Welcome to skincare school! Today's topic is ceramides. With ceramides the more you apply it to your skin, the better the results. Does it seem illogical to incorporate lipids into your beauty routine? Turns out, ceramides are an essential ingredient to restore the skin's protective barrier, retain moisture, reduce signs of aging, and stop environmental damage. Ceramides are part of the natural composition of the skin, hair, and nails. Thanks to the benefits they provide for body care, there are products that include them as a synthetic ingredient -created in laboratories and backed by dermatologists- to maximize their effects and replenish what we lose over the years.
If your skin is dry or you want to start using anti-age creams, be sure to buy products that contain this lipid as its main ingredient. Oily, mixed, or normal skin? Ceramides are also for you! They control the excessive production of oil in mixed or oily skin. In normal skin, ceramides keep the water and lipid mantle balanced.
Keep reading for more insightful on this powerful molecule!
The barrier of the skin
One of the main functions of ceramides is to maintain the union and stability of skin cells, which is why they're so important for its appearance and well-being. In addition, they act as a barrier against external agents.
Scrubs and soaps can cause an inevitable loss of ceramides, hence the importance of including them synthetically as part of the skincare and thus guarantee their proper functioning as a protective barrier. The impactful formula are also ideal for treating inflammatory skin conditions such as eczema, rosacea, acne, and psoriasis.
Melissa Kanchanapoomi Levin, dermatologist and founder of Entière Dermatology in New York, said in several interviews that at 30 years of age about 40% of skin ceramides are lost, and at 40 years of age the figure rises to 60%. Therefore, she highlights the importance of incorporating ceramides in the form of liquids, moisturizers, cleansers, tonics, or serums, with active ingredients such as retinoids and glycolic acid, in the beauty routine.
How to identify them?
When buying body or face moisturizers, read the label and look at the ingredients. Ceramides can appear under the names of ‘ceramide AP’, ‘ceramide EOP’ or ‘ceramide NP’, which emulate the nine types of ceramides found on the skin. Don't worry about the different denominations because their function is the same.
There's a wide variety of products with this synthetic lipid on the market, created for the face and body skincare. To achieve a softer and smoother complexion there are options such as Alastin Restorative Skin Complex ($195), which is part of the range of anti-aging creams, as well as the 'all-in-one' repair serum SkinBetter Science AlphaRet Overnight Cream ($110) which also contains retinol.
Another facial favorite for the face is the Elta MD Barrier Renewal Complex ($50), recommended for its combination of cholesterol, hyaluronic acid, five ceramides, and enzymes. Its packaging is airtight and keeps the formula protected from light, air, and external contaminants.

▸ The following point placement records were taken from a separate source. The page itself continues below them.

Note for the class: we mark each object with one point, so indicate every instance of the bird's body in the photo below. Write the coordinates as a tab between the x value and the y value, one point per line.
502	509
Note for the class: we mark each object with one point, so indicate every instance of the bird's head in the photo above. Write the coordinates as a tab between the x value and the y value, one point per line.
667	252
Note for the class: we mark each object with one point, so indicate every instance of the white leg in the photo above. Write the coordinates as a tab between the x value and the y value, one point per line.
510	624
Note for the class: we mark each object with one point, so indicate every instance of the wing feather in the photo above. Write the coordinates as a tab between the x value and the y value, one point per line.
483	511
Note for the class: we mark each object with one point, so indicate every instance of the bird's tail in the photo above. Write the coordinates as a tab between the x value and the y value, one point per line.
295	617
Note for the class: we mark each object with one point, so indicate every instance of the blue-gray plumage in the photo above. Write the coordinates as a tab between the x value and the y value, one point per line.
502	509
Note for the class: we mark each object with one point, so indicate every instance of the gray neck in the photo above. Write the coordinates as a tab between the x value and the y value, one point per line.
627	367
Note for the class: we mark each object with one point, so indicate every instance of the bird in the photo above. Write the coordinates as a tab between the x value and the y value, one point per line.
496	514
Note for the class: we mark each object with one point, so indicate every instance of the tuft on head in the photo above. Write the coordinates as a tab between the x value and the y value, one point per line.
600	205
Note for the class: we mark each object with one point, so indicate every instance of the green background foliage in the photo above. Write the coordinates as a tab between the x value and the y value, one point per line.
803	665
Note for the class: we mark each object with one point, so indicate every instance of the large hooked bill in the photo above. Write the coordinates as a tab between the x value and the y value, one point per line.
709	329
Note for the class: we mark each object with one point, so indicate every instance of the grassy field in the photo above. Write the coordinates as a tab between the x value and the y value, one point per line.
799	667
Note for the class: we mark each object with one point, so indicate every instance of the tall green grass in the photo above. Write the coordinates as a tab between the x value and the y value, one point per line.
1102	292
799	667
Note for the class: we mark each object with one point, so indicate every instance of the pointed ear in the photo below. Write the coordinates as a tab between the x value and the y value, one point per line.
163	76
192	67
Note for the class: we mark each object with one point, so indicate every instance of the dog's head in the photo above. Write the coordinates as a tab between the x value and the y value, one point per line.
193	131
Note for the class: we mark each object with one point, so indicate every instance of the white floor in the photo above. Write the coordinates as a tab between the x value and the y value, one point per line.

In the liquid presentation, the formula Dr. Jart Ceramidin Liquid ($39, Sephora) is available. It contains five ceramides, panthenol, and sodium hyaluronate to make the skin thick, soft, and flexible. It can be used as a light moisturizer or as a tonic, followed by a thicker moisturizer, ideal for all skin types.
If you want a body cream for very dry skin, look for Aveeno Skin Relief Intense Moisture Repair Cream ($16.45) or CeraVe Moisturizing Cream ($16.99). Experts recommend using these products after the shower and before bedtime. The skin must be clean, so in the case of the face it's necessary to use the cleansing creams, tonics, and serums first, and finally the moisturizer.
Keep in mind that ceramides are a barrier of protection for our skin that must be reinforced during the beauty routine to preserve the elasticity and moisture of our complexion.